Dmitry Chuyko dmitry.chuyko at bell-sw.com
Mon Jan 21 14:11:12 UTC 2019


Adler32 may be chosen as HDFS checksum. Hadoop uses 512 byte blocks by 
default.

I see some speedups on Cavium Thunder X (1st gen, TX2 data later) with 
provided patch:

64 B. 8%
512 B. 10%
1 MB. 10%.


We considered following improvements without using vector instructions. 
Just split loads and break some data dependencies like:

     __ ldr(temp0, Address(__ post(buff, 8)));
     __ ldr(temp1, Address(__ post(buff, 8)));

     __ add(s1, s1, temp0, ext::uxtb);
     __ ubfx(temp2, temp0, 8, 8);
     __ add(s2, s2, s1);
     __ add(s1, s1, temp2);
     __ ubfx(temp3, temp0, 16, 8);
     __ add(s2, s2, s1);
     __ add(s1, s1, temp3);
     __ ubfx(temp2, temp0, 24, 8);
     __ add(s2, s2, s1);
     __ add(s1, s1, temp2);
     __ ubfx(temp3, temp0, 32, 8);
     __ add(s2, s2, s1);
     __ add(s1, s1, temp3);
     __ ubfx(temp2, temp0, 40, 8);
     __ add(s2, s2, s1);
     __ add(s1, s1, temp2);
     __ ubfx(temp3, temp0, 48, 8);
     __ add(s2, s2, s1);
     __ add(s1, s1, temp3);

It shows 23% improvement on TX1 for size=512 but relatively the same 
performance as baseline on TX2.

-Dmitry

On 1/21/19 4:12 PM, Andrew Haley wrote:
> On 1/21/19 12:21 PM, Andrew Haley wrote:
>
>> Also, how much is the Adler32 checksum actually used?
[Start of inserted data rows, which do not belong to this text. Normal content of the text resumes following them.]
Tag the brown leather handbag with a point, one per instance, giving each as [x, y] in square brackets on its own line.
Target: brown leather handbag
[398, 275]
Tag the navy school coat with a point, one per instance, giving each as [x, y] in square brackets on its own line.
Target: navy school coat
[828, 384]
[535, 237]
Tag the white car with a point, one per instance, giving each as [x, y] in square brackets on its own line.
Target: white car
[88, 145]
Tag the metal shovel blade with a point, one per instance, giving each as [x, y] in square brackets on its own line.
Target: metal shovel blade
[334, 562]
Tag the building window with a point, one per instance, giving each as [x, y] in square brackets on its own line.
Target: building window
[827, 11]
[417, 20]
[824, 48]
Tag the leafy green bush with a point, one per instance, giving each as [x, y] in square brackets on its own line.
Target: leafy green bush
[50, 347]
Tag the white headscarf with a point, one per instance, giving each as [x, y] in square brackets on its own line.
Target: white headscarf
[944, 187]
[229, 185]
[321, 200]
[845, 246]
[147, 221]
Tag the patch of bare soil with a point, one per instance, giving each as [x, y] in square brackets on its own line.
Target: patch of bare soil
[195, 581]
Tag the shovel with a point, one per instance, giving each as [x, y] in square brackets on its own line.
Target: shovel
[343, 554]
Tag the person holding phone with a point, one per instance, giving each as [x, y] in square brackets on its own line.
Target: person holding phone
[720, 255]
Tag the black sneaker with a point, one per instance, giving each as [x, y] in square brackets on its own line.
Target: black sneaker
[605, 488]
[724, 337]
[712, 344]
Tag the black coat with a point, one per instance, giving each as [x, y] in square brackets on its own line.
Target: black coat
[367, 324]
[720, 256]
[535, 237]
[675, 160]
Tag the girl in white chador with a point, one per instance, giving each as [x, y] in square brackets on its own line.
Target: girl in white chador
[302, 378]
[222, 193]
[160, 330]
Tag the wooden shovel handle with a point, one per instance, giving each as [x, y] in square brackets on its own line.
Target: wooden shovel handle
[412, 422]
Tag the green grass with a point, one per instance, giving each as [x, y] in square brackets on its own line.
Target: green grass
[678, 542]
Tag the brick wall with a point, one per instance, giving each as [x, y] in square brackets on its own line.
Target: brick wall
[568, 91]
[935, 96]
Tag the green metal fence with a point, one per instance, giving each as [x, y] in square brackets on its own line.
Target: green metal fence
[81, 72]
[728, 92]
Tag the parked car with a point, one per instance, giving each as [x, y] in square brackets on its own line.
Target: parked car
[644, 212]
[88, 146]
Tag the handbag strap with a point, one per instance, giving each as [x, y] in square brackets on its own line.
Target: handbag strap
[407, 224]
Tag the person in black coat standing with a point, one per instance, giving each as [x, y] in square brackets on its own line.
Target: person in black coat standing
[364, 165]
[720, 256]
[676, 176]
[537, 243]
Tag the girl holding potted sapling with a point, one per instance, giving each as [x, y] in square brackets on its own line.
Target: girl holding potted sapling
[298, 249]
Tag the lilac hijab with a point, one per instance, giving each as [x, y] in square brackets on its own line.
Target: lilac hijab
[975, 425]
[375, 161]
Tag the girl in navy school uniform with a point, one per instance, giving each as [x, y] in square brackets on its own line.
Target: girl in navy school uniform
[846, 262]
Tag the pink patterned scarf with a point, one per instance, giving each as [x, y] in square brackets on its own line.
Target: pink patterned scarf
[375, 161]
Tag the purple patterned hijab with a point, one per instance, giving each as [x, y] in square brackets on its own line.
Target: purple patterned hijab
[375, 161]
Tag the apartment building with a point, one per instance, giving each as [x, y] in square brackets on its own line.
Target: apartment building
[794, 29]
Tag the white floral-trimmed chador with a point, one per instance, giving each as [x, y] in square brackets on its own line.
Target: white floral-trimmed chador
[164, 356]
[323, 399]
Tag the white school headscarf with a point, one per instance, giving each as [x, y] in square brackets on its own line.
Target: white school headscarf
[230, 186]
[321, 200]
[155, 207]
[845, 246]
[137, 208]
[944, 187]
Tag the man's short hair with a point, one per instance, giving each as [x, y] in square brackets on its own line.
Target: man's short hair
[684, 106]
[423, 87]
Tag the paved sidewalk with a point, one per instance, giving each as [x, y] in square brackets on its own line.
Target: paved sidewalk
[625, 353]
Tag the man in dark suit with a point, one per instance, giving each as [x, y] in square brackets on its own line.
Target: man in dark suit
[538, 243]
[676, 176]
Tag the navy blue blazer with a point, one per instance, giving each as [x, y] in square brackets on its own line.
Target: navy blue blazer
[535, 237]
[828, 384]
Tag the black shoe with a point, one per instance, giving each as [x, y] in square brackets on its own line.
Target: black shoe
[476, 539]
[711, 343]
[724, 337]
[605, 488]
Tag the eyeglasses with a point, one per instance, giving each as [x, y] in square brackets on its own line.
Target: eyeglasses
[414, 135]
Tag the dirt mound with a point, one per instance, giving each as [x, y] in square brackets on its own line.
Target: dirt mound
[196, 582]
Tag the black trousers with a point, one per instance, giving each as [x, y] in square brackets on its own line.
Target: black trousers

Is it
>> something we care about?
> ... the ZIP file format uses Adler32, but as far as I remember we're
> using zlib, an external library, for our zipfile handling (i.e. our
> jar files.) If we are using an external library then the performance
> of our intrinsicmight not matter at all, Please check.